# Terror on Beechwood 2009



## Black Cat (Aug 20, 2005)

Some pics of our 2009 haunt.
halloween 2009 pictures by troop134 - Photobucket


----------



## HauntCast (Jul 25, 2008)

Nice work on the cemetery. I like how you used the different colored spots.


----------



## Joiseygal (Sep 3, 2008)

Looks great Karen. I love the cemetery and the dungeon it is really cool. Looking forward to you video of some of the props that move. Did you get any rain?


----------



## turtle2778 (Jul 9, 2006)

It looks GREAT Karen. You really need individual pictures of your tombstones or do you alreayd have them and I missed the page on ur photobucket. I didnt search it this time. I love the ones you do and plan on copying them in the future when I make my own over the next few years.


----------



## RoxyBlue (Oct 6, 2008)

Nice details, BC, particularly in the snake charmer room. I like the faces on the jumpers and wolf man, and the variety of stones in the cemetery.


----------



## DeathTouch (Sep 6, 2005)

Looks like Vlad is stopping using the blow-up figures for the haunt. I knew he was getting old. LOL(Joking)


----------



## Ghoul Friday (Oct 6, 2007)

The picture of the skeleton is cool


----------



## Terrormaster (Sep 27, 2007)

Looks excellent Karen. All the different spots on the tombstones are nice.


----------



## NoahFentz (May 13, 2007)

I wish you guys would set up earlier so I could get a chance to experience it. Either that or I have to work on getting my driver's liscense. Great haunt!


----------



## IMU (Apr 8, 2009)

Great job on the display!


----------



## halloween71 (Aug 9, 2007)

Great looking haunt!


----------



## Black Cat (Aug 20, 2005)

> You really need individual pictures of your tombstones or do you alreayd have them and I missed the page on ur photobucket. I didnt search it this time. I love the ones you do and plan on copying them in the future when I make my own over the next few years.


Turtle somewhere I have pics of each of my stones that I make with dryer lint clay. I'll search for them and send you a pm. Glad you like them.

Thanks for the compliments everyone. The weather was rainy for Halloween which kinda put a damper on getting all the detail items out. This was our first year getting LED spots on the tombstones. We had ordered other colors of LED's but our order got mixed up. Vlad taught the kids how to wire up the LED's and spread them around the cemetery. We hadn't had time to label each of the spots with what color they where. We will definetely play around with different color LED's next year.

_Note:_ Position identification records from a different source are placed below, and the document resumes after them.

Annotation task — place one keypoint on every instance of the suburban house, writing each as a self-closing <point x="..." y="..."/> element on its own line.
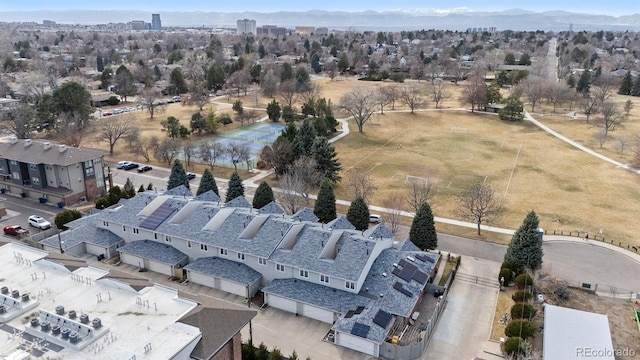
<point x="51" y="172"/>
<point x="56" y="306"/>
<point x="359" y="281"/>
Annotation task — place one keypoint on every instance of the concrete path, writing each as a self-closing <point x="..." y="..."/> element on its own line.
<point x="465" y="325"/>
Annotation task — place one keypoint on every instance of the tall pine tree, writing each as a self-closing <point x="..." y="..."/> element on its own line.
<point x="178" y="176"/>
<point x="627" y="84"/>
<point x="235" y="187"/>
<point x="423" y="229"/>
<point x="207" y="183"/>
<point x="325" y="208"/>
<point x="326" y="159"/>
<point x="525" y="248"/>
<point x="263" y="195"/>
<point x="358" y="214"/>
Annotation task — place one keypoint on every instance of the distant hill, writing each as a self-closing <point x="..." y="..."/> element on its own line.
<point x="514" y="19"/>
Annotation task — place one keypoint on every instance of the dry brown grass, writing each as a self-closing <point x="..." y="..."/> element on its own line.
<point x="569" y="189"/>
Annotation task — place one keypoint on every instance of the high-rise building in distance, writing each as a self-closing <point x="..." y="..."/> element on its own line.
<point x="246" y="26"/>
<point x="155" y="22"/>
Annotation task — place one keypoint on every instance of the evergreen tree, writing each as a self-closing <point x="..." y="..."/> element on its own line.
<point x="635" y="90"/>
<point x="235" y="187"/>
<point x="263" y="195"/>
<point x="423" y="229"/>
<point x="525" y="248"/>
<point x="207" y="183"/>
<point x="627" y="84"/>
<point x="584" y="84"/>
<point x="129" y="189"/>
<point x="325" y="208"/>
<point x="303" y="142"/>
<point x="178" y="176"/>
<point x="326" y="159"/>
<point x="358" y="214"/>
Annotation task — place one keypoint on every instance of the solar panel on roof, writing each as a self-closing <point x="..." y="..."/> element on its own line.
<point x="382" y="319"/>
<point x="396" y="271"/>
<point x="360" y="330"/>
<point x="420" y="277"/>
<point x="157" y="217"/>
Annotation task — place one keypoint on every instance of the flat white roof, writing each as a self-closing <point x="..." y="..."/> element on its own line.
<point x="134" y="324"/>
<point x="575" y="334"/>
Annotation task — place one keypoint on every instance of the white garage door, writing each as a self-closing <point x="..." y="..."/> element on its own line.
<point x="132" y="260"/>
<point x="281" y="303"/>
<point x="201" y="279"/>
<point x="233" y="288"/>
<point x="159" y="267"/>
<point x="316" y="313"/>
<point x="356" y="343"/>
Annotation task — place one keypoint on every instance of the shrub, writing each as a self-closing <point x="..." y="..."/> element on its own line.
<point x="514" y="345"/>
<point x="523" y="328"/>
<point x="506" y="274"/>
<point x="521" y="296"/>
<point x="523" y="311"/>
<point x="523" y="280"/>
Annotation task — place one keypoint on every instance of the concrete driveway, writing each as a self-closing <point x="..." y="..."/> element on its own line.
<point x="465" y="324"/>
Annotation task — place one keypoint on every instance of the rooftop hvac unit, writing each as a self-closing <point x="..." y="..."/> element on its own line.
<point x="73" y="338"/>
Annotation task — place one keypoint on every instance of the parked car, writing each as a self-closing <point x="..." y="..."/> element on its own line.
<point x="122" y="164"/>
<point x="39" y="222"/>
<point x="375" y="219"/>
<point x="15" y="230"/>
<point x="130" y="166"/>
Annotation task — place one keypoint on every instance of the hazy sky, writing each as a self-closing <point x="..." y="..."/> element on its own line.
<point x="610" y="7"/>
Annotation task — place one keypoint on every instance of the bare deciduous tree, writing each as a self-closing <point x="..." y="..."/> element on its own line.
<point x="393" y="202"/>
<point x="419" y="192"/>
<point x="359" y="104"/>
<point x="115" y="128"/>
<point x="480" y="204"/>
<point x="361" y="182"/>
<point x="412" y="97"/>
<point x="611" y="117"/>
<point x="439" y="91"/>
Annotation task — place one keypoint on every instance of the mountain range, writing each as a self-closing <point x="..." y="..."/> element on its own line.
<point x="514" y="19"/>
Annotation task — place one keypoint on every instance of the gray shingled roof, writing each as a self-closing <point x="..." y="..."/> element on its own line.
<point x="379" y="231"/>
<point x="225" y="269"/>
<point x="271" y="208"/>
<point x="376" y="283"/>
<point x="179" y="190"/>
<point x="240" y="201"/>
<point x="317" y="295"/>
<point x="83" y="234"/>
<point x="376" y="334"/>
<point x="208" y="196"/>
<point x="156" y="251"/>
<point x="348" y="264"/>
<point x="305" y="214"/>
<point x="36" y="154"/>
<point x="341" y="222"/>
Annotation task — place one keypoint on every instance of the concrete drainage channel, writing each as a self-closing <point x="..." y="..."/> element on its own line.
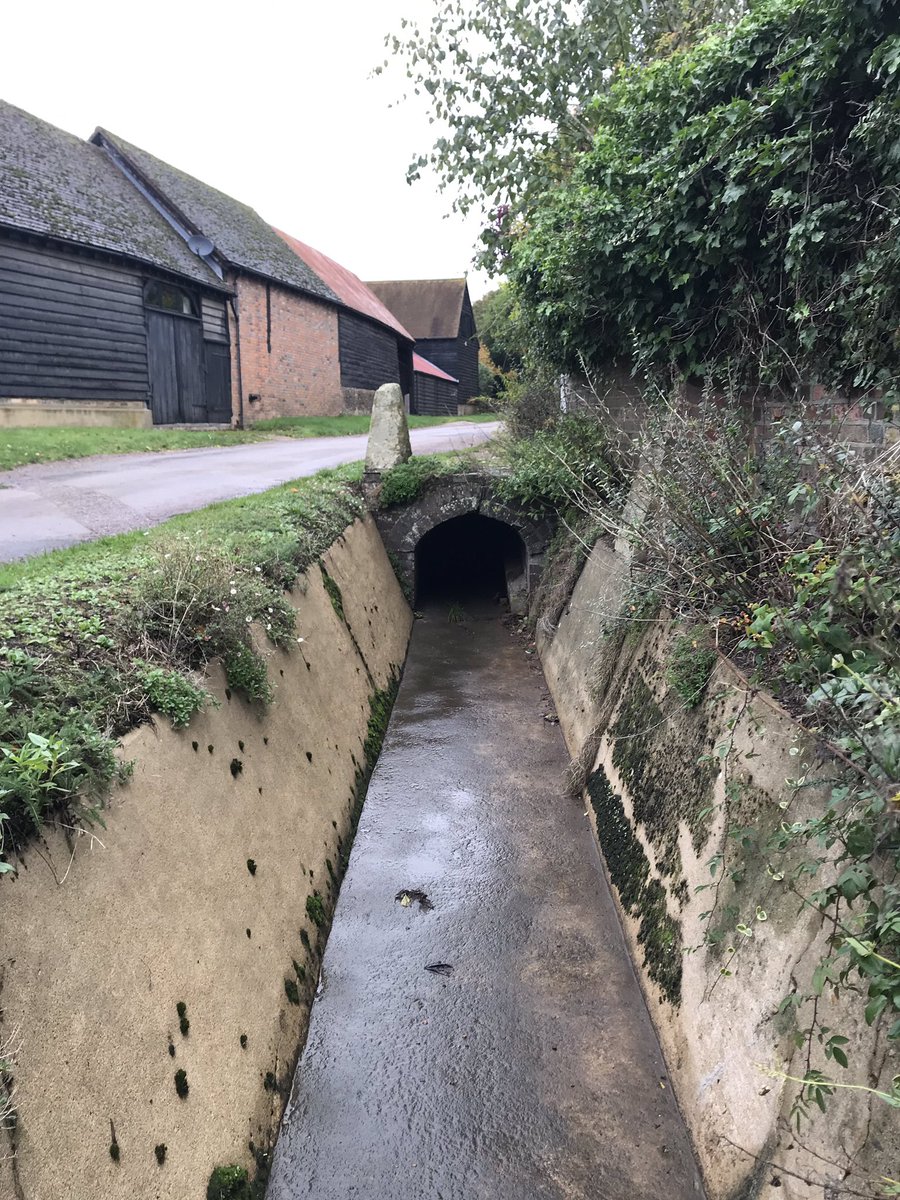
<point x="481" y="1031"/>
<point x="474" y="1026"/>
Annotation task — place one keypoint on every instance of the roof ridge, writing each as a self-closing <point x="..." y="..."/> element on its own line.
<point x="241" y="237"/>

> Either that or I have to work on getting my driver's liscense


Jeff I heard your going to be working on getting that license real soon.


----------



## Ms. Wicked (Nov 14, 2006)

Looks great Karen! The haunt wouldn't be the same without all of your stones!


----------



## fick209 (Aug 31, 2009)

love all the different tombstones with the lights on them. Nice set up all the way around, lots of good stuff to look at.


----------



## HouseBloodthorn (Aug 16, 2007)

Love the graveyard! Very nicely done.


----------



## lewlew (Mar 15, 2006)

Really like the lighting in the graveyard and seeing your dungeon makes me want one for next year. Very nice!


----------



## pyro (Oct 7, 2006)

looks real good


----------



## HalloweenZombie (Jul 22, 2007)

Now that looks like a fun walk through. Love the dungeon and the cemetary. I like the row of skulls too!


----------



## Bethene (Jan 19, 2008)

at the risk of parroting what the others said, I toohave to say I love the cemetery, with the led's and the tombstones are fabulous!! love the tall one, also, i like the dungeon, very cool!!


----------



## ScreamingScarecrow (Oct 1, 2008)

nice top lighting on the skelli - most people overdo the underlighting.


----------



## Black Cat (Aug 20, 2005)

*Day & Night slideshow Terror on Beechwood*


----------



## Haunted Bayou (Feb 16, 2007)

Very nice. The graves look real.


----------



## Zombie-F (Apr 12, 2004)

Great job on the haunt this year!


----------



## The Bloodshed Brothers (Jan 25, 2009)

very nice! love the tombstones


----------



## Kaoru (May 6, 2009)

Nice yard walk through there! I loved the wolfman prop. Also liked the close pic of the ghoulish guy with the black looking top hat. Very nice prop there. Great job!


----------



## Black Cat (Aug 20, 2005)

Thanks everyone. Still working on taking it all down.


----------



## pamz (Sep 7, 2009)

Awesome job I bet everyone loved it.


----------



## Lord Darthmare (Nov 9, 2009)

Snake charmer looks beautiful does she sway back and forth?


----------



## STOLLOWEEN (Apr 13, 2008)

Very nice...really like the skulls lining the walkway...way cool


----------



## spideranne (Jul 17, 2006)

Nice work, the cemetery is great.


----------